IGN contacted an Electronic Arts representative said the company is working with Circuit City, where the game was purchased, to resolve the issue. EA has not seen the disc in question and was unable to verify whether or not the claim is valid. The representative did say that EA "regrets any embarrassment this matter has caused the family," and pointed out over 5 million copies have been sold without any similar complaints.

According to Utah's Standard-Examiner, when Mahoney laid eyes on the pornographic images, he thought to himself, "This is definitely not 'Madden.'"

Electronic Arts, Circuit City, and Utah's Internet Crimes Against Children Task Force are all investigating how this mix-up might have happened.


----------



## Wildomar (Aug 30, 2006)

This is a completely bogus story!

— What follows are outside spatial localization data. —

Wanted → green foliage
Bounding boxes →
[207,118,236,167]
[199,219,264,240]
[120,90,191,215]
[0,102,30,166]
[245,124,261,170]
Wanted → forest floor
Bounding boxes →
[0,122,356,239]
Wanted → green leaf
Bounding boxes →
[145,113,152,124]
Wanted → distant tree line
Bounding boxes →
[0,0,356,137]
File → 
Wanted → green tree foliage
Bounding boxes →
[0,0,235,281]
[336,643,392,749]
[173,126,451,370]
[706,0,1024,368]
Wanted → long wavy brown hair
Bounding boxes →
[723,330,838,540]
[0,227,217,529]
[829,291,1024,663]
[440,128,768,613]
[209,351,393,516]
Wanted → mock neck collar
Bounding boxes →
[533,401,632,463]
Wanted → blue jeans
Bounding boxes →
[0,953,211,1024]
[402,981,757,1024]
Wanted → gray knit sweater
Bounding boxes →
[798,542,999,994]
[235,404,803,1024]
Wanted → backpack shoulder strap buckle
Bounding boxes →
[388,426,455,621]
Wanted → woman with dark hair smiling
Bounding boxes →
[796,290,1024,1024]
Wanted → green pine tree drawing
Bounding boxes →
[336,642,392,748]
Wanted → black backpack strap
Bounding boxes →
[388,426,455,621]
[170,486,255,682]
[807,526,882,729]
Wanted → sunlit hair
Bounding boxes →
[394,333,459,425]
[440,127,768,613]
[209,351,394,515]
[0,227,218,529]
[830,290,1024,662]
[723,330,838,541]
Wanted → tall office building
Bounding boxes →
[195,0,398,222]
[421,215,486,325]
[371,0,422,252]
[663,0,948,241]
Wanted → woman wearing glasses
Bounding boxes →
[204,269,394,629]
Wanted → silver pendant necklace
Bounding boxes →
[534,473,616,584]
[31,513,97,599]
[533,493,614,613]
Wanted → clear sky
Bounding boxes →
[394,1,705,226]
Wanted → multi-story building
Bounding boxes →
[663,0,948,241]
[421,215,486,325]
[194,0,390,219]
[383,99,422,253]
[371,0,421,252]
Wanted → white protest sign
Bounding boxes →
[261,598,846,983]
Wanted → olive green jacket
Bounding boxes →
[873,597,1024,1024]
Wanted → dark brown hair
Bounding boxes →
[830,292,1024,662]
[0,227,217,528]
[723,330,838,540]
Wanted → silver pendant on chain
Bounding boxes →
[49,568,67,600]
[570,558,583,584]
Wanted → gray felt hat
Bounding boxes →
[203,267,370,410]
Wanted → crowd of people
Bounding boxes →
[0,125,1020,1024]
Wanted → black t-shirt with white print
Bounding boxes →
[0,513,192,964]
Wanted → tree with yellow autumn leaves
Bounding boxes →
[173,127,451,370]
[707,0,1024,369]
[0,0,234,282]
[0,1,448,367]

No fourteen year old boy would tell his parents that he recieved porn instead of a video game. He would have kept his mouth shut and been locked away in his room for hours.


----------



## Johnny Thunder (Feb 24, 2006)

Exactly. Uhm he complained? I love my PS2 but let's get real


----------



## DeathTouch (Sep 6, 2005)

Plus, does Xbox carry a joystick with their system?


----------



## Wildomar (Aug 30, 2006)

Unless puberty affects fourteen year olds differently than when I was kid. 

If I received porn instead of Madden 07 at the age of 14, I would not look so stern about it... I would be wearing the biggest smile... from ear to ear!

Hmmm, porn, or Madden 07..... PORNO!!!! Whoo-hoo!!!!


----------



## Sinister (Apr 18, 2004)

Maybe he's a budding homosexual and such material offends him...:ninja:


----------



## Hauntiholik (May 17, 2006)

I dunno....if he's from Utah then he could be Mormon....
How do we know the kid didn't make the disc himself?


----------



## Ghostess (Aug 21, 2005)

Maybe he's related to Pat Robertson.

*innocent look*


----------



## Sinister (Apr 18, 2004)

Pat probably has his own private stash squirreld away in his opulent office at the 700 Club.


----------



## skullboy (Sep 21, 2006)

wow,my joystick would be raw


----------



## dynoflyer (Oct 8, 2006)

Time to layoff the graveyard crew at EA


----------



## DeathTouch (Sep 6, 2005)

That kid must of been thinking, "Man, does John Madden look good without a bra."


----------



## writer93 (Aug 29, 2006)

haha Damn wish I was that lucky, I wouldnt be filing no lawsuit!


----------



## Sickie Ickie (Jun 20, 2006)

Sounds like a fun game to me!


----------